Prabhudas Lilladher's research report on Clean Science and Technology
Clean Science and Technology (CLEAN) reported revenue of Rs2.4bn in Q1FY26, marking an 8.4% YoY increase but a 7.9% QoQ decline. The sequential dip in topline was due to lower sales of newer products such as DCC and TBHQ. The Pharma & Agro Intermediates segment witnessed the sharpest decline, with revenue down 32% QoQ. Volume for the company’s established products remained strong, supporting a robust standalone EBITDAM of 46%, driven by lower raw material costs. HALS volume stood at 540tn. The management reiterated its guidance of 4,500tn for HALS volume in FY26, with new HALS grades priced at USD11–35/kg expected to be launched over the coming quarters. HALS is likely to break even at the EBITDA level by Q2FY26, with monthly sales expected to reach Rs100mn. The HALS subsidiary reported EBITDA loss of Rs80mn in Q1FY26. On the capex front, water trials at Performance Chemicals 1 are scheduled for Aug’25, with commercialization of the facility targeted for Sep.
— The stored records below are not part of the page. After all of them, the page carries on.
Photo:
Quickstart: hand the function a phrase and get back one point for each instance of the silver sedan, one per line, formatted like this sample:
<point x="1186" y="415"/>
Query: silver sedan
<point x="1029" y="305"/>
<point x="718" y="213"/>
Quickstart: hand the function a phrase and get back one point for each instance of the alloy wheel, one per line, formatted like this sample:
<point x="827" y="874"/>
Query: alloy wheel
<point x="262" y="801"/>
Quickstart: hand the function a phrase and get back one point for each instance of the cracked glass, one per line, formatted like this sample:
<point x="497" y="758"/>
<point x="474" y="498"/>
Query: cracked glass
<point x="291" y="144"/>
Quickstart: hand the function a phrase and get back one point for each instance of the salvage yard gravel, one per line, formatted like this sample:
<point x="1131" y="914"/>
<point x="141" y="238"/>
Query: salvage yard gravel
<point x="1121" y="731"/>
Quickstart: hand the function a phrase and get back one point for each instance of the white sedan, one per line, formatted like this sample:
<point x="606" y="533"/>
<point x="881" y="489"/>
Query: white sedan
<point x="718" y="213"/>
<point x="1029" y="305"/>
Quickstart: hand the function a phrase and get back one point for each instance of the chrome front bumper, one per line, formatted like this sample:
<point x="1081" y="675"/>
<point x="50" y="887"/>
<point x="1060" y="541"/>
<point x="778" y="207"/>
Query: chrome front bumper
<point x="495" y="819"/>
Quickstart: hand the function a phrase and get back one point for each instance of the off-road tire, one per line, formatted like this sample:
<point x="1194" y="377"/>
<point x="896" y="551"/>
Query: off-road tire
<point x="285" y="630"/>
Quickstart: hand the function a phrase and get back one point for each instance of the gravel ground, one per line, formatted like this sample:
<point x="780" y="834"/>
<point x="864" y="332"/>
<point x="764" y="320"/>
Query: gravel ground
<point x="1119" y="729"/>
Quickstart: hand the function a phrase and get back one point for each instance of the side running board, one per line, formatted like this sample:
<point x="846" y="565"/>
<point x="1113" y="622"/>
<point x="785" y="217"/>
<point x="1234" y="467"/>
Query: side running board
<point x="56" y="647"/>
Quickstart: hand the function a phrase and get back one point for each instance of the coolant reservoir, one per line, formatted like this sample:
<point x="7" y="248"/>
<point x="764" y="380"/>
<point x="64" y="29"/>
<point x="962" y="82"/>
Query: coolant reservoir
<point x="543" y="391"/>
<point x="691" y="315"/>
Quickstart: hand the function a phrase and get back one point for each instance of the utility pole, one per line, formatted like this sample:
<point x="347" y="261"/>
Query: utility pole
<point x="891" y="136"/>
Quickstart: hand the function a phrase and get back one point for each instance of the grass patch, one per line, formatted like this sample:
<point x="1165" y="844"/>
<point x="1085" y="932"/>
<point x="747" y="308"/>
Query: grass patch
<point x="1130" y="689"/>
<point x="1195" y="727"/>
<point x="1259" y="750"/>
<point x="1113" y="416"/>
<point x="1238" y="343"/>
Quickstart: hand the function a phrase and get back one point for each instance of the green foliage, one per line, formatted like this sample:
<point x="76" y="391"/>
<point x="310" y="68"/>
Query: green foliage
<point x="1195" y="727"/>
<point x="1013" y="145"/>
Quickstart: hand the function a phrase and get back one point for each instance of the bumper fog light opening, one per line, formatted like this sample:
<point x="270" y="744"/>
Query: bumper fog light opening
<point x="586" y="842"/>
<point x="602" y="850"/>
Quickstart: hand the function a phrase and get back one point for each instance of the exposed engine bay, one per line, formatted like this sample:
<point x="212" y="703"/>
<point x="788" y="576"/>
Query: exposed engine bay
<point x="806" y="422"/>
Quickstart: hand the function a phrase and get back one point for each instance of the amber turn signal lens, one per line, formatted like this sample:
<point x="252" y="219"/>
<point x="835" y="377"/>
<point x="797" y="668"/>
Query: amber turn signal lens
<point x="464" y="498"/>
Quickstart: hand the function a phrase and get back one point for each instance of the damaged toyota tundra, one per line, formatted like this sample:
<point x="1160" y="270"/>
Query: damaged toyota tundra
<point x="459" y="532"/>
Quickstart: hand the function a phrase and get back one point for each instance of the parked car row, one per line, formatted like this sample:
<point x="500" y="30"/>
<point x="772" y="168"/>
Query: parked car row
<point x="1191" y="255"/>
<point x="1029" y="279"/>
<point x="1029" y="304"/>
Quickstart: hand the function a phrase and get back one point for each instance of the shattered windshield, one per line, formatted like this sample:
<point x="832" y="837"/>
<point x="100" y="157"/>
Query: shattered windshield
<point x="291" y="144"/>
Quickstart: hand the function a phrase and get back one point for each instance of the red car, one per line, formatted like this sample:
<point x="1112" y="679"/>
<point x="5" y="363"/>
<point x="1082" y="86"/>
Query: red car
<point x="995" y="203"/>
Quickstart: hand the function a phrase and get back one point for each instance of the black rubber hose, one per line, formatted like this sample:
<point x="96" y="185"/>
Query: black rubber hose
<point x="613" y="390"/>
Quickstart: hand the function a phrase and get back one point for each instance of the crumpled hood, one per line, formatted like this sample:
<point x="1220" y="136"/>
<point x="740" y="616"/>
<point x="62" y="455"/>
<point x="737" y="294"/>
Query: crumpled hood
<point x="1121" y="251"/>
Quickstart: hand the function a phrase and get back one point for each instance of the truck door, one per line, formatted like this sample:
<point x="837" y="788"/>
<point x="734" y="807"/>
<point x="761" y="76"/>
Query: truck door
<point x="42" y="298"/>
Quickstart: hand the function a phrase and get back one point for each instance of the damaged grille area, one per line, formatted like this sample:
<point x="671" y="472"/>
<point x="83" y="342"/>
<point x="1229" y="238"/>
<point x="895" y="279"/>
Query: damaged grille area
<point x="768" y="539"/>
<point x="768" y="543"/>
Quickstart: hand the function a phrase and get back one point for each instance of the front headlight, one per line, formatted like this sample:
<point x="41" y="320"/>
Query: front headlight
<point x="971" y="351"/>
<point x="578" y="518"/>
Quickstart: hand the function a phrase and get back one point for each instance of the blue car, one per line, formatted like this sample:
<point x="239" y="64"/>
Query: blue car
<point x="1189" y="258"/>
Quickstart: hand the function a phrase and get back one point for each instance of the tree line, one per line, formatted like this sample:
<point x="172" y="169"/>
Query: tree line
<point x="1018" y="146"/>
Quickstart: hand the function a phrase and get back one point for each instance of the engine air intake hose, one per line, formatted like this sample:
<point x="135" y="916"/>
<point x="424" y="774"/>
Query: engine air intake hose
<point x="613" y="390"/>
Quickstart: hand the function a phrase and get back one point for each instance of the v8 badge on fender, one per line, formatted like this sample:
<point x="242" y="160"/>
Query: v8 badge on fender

Performance Chemicals 2 is on track for commercialization in Q4FY26. Looking ahead, these new capacity additions are expected to be key growth drivers.
Outlook
However, the company’s margin profile may face some pressure, as certain new products such as HALS are expected to yield lower profitability compared to the legacy portfolio. At its current valuation of 41x FY27 EPS, we maintain ‘HOLD’ rating on CLEAN, with target price of Rs1,425 valuing it at 40x FY27 EPS.